Innovation through Experimentation on the Backend
Finally, because middleware naturally decouples the traditional CMS experience, it encourages innovation. If developers get a good idea or a prototype for a feature or need to create an API or transform data, they can do so within middleware without placing the CMS structure at risk. This fosters a healthy culture of innovation and constant improvement where good ideas can be explored quickly and effectively. Since middleware acts as a digital sandbox for all backend innovation, it allows teams to push boundaries and test their ideas to create new features that won’t disrupt those using live systems.
Conclusion: Empowering Customization Without Compromising Agility
The option to extend a headless CMS with middleware and backend logic offers a level of flexibility, control, and intelligence that out-of-the-box solutions simply cannot provide. As consumers rely on digital engagement more and more and backend systems and integrations grow in number across the enterprise, middleware becomes that integration point, that control point, that customized point of all-time possibility. This is a mandate for development teams to dictate data flows across systems and within CMS operations to produce the most nuanced, contextual digital experiences.
Middleware means a more refined experience of exactly what content should be delivered when and to whom. Does certain content only need to show up for certain classifications of consumers? Should something that gets output from a CMS query be an input into an entirely different application? Should a particular decision made by one user trigger a different experience perhaps for the admin down the line? Middleware can control all of this without placing the burden on editors or on the CMS itself. The business logic resides where it should in a service that can be sustained, assessed, and implemented independently.
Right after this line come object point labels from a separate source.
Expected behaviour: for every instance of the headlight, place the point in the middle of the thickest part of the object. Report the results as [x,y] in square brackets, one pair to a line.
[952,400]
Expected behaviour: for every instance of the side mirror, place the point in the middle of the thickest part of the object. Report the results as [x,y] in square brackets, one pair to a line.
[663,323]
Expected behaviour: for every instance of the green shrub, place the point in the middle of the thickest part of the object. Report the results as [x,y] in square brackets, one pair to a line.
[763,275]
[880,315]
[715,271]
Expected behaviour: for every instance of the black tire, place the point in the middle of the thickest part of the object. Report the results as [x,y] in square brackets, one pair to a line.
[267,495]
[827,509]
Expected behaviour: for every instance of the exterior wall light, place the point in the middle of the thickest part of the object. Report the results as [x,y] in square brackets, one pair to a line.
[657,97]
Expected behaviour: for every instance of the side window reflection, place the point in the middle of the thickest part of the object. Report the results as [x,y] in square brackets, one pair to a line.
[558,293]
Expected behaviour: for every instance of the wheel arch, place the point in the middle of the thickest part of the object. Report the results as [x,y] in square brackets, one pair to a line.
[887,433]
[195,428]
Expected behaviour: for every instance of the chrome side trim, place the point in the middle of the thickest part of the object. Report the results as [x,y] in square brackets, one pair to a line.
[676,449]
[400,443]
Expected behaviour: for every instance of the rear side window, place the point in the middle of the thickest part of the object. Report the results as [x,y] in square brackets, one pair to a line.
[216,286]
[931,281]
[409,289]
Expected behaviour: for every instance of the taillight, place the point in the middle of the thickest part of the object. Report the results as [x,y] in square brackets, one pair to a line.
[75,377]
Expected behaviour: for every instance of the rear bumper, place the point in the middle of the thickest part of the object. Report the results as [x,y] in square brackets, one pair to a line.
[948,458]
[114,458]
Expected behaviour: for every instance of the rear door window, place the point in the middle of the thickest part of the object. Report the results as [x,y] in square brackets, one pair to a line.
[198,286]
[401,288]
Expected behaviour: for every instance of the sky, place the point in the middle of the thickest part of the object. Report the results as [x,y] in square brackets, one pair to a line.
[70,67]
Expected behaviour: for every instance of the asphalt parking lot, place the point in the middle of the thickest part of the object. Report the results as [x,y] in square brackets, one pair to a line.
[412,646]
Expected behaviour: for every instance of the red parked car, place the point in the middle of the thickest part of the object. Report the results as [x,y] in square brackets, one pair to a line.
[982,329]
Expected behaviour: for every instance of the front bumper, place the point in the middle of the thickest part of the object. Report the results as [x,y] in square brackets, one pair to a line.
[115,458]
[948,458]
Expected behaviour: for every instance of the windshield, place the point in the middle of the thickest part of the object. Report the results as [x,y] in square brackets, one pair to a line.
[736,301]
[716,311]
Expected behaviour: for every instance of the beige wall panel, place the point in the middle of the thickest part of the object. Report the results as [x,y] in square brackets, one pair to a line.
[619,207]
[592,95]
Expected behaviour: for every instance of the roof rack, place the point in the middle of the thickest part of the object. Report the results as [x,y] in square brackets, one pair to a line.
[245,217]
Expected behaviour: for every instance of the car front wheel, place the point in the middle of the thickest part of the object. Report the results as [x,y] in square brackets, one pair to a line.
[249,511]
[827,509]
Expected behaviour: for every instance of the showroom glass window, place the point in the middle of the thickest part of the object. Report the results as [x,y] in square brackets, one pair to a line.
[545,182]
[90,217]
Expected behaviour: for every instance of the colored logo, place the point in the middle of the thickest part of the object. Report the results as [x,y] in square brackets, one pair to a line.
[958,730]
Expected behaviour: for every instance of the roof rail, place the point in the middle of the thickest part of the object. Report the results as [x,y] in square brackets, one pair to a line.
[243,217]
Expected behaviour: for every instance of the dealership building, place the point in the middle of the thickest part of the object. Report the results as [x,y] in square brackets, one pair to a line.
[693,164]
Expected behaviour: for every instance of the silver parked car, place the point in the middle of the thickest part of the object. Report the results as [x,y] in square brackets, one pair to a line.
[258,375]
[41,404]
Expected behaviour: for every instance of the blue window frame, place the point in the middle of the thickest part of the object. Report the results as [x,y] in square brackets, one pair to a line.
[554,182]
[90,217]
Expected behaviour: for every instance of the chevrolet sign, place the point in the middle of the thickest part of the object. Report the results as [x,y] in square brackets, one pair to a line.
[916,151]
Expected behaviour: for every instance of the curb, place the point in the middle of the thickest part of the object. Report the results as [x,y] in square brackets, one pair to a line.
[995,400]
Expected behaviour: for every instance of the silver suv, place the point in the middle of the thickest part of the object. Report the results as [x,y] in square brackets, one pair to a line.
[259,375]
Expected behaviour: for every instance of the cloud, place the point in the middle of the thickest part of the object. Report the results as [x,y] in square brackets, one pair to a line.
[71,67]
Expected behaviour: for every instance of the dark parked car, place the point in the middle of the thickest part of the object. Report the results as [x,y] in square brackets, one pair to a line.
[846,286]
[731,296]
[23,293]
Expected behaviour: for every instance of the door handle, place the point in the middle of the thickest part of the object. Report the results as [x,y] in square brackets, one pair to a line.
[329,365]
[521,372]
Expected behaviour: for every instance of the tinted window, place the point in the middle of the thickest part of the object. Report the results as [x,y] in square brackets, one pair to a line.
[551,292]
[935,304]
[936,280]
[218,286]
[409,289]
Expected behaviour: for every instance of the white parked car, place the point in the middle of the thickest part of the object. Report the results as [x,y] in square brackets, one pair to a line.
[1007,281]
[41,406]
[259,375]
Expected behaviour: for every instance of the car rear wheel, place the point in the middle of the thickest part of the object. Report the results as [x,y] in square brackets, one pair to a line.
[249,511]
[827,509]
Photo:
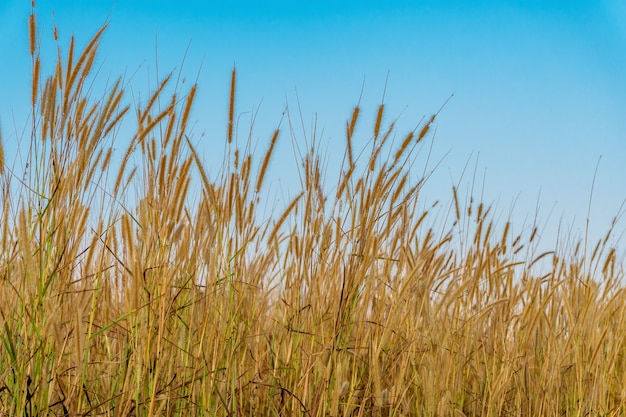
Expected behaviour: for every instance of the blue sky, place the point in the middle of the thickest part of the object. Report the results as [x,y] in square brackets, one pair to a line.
[539,91]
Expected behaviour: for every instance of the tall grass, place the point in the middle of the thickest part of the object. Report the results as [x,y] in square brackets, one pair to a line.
[349,301]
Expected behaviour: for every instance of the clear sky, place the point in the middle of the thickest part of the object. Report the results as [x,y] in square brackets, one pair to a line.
[539,86]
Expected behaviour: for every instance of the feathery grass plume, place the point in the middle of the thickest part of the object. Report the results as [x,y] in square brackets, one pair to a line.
[504,236]
[35,83]
[457,211]
[1,153]
[32,33]
[266,161]
[403,146]
[231,105]
[182,128]
[379,119]
[349,132]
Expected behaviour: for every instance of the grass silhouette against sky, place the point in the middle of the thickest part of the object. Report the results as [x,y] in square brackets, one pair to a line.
[539,95]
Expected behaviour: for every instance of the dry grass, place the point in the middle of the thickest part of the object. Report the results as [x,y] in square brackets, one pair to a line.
[347,303]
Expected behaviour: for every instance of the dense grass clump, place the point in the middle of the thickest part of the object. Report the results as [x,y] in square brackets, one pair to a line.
[121,297]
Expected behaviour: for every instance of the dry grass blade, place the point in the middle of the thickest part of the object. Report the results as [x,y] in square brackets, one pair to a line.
[266,161]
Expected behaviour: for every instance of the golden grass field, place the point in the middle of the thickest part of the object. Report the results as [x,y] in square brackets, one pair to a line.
[121,297]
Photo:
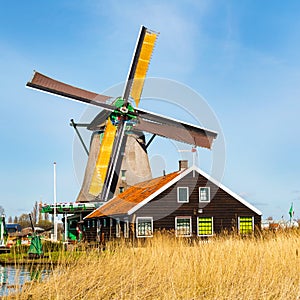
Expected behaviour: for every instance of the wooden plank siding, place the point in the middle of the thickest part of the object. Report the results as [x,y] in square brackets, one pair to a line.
[164,208]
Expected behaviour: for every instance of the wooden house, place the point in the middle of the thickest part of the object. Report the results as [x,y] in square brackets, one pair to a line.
[188,202]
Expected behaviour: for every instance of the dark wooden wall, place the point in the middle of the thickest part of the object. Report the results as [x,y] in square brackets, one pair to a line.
[224,208]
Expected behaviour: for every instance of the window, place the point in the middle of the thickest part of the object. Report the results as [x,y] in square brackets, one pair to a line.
[126,228]
[205,226]
[117,227]
[204,194]
[182,194]
[144,226]
[245,225]
[183,226]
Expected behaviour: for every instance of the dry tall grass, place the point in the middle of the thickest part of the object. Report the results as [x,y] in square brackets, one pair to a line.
[169,268]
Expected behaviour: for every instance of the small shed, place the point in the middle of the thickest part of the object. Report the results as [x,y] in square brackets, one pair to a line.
[188,202]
Moreover, to extend the CMS with middleware does not challenge the favorable tenets of working with a headless architecture to begin with. Middleware inherently recognizes the division of labor and does not confuse the modular separation applied to the CMS; instead, it fosters it. It will not disrupt content structures and editorial maneuvers to get activated; it merely adds another layer of logic that can be programmed against business objectives. Just because content delivery should happen, for example, because you have a headless CMS, does not mean it will. Middleware helps it happen through the appropriate channels, at the right time for the right consumer.
For mission-critical applications where a comprehensive level of flexibility is required to balance speed vs. sophistication, agility vs. governance, scale vs. accuracy, this is how to truly operationalize a headless CMS. A future-ready operation transcends merely enhancing an entire new way to integrate digital experiences far more than monolith tools can achieve, where the integrity of the whole CDN structure works on its own relative merits for real-time performance needs and where every high-performing engagement for the consumer can be scalable and intelligent from Day One.